1st-order laboratory parameters-obligatory laboratory tests.
- Parathyroid hormone (PTH intact) [↓]
- Electrolytes
- Calcium [in serum ↓; in urine ↓]
- Magnesium [in serum ↓]
- Phosphate [in serum ↑; in urine ↓]
- CAMP (cyclic adenosine monophosphate) [in urine ↓]
Further notes
- Primary hypoparathyroidism is considered highly probable when hypocalcemia (calcium deficiency) and hyperphosphatemia (phosphate excess) have been demonstrated with normal creatinine (metabolite excreted in urine (urinary)) and normal albumin levels (exclusion of malassimilation syndrome/impaired nutrient utilization due to decreased breakdown and/or absorption). Ultimately, a decreased parathyroid hormone level confirms the diagnosis.

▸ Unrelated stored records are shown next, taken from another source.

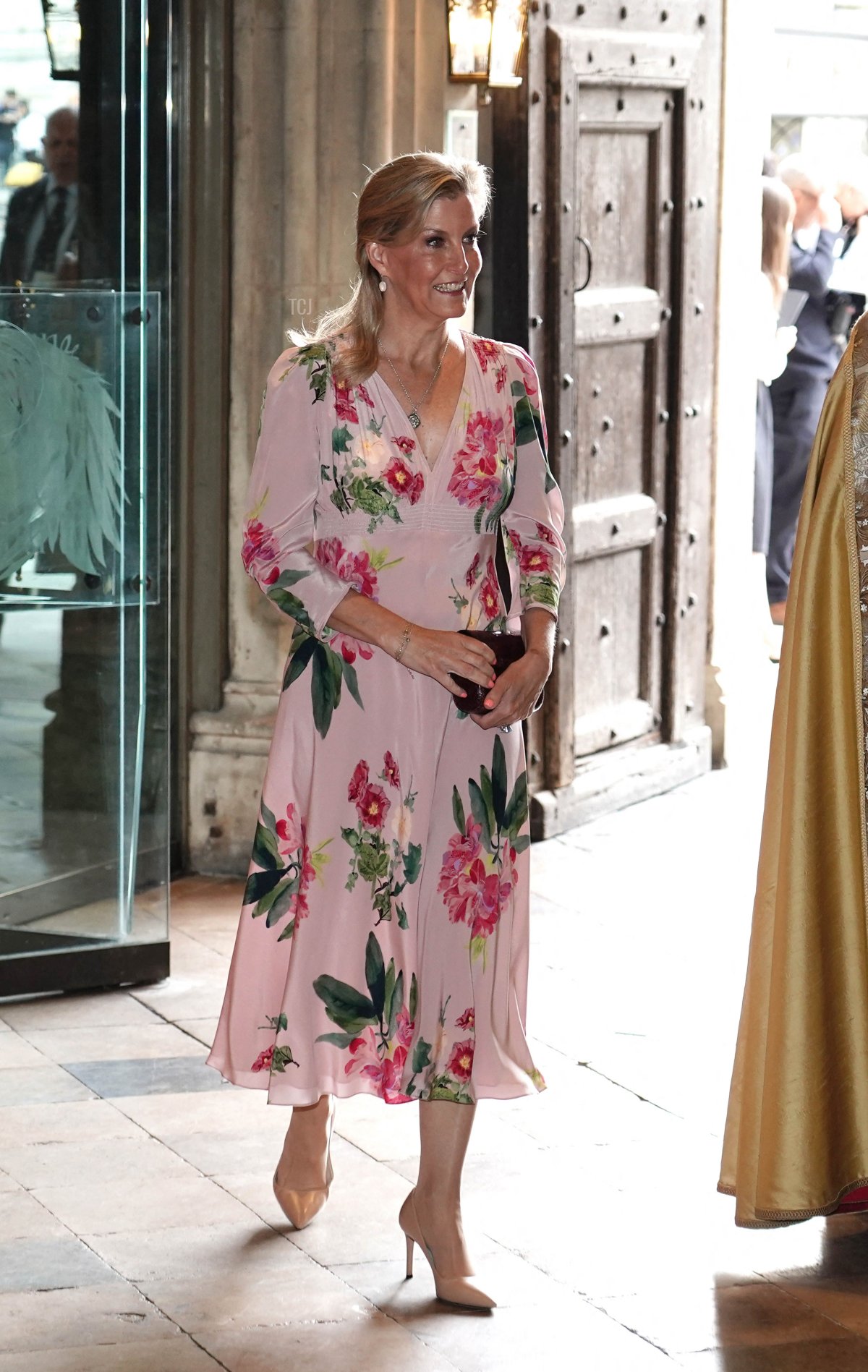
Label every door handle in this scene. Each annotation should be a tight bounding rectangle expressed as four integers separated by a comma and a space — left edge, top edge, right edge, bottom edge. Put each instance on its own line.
576, 233, 594, 291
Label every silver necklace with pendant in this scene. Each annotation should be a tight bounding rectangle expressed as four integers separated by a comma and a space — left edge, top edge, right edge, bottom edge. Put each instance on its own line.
380, 339, 448, 430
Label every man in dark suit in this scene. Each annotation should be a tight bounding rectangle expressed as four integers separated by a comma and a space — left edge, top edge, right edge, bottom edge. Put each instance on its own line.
767, 156, 842, 624
0, 108, 78, 286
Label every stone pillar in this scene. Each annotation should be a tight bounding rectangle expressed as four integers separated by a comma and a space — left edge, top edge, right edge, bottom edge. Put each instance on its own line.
706, 0, 773, 766
188, 0, 465, 872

- If pseudohypoparathyroidism is suspected, the Ellsworth-Howard test is recommended: after the administration of PTH, there is an increase in phosphate in the urine of a healthy person to more than twice the initial value. If there is a pseudohypoparathyroidism, the increase is less.
- Autoimmune polyendocrinopathy type I, or APECED syndrome (autoimmune polyendocrinopathy – candidiasis – ectodermal dystrophy), is a genetic disease that manifests in childhood or early adolescence with a combination of chronic mucocutaneous candidiasis, hypoparathyroidism, and autoimmune adrenal insufficiency (adrenal weakness) (see. u. www.orha.net); mode of inheritance: autosomal recessive; age of manifestation: childhood.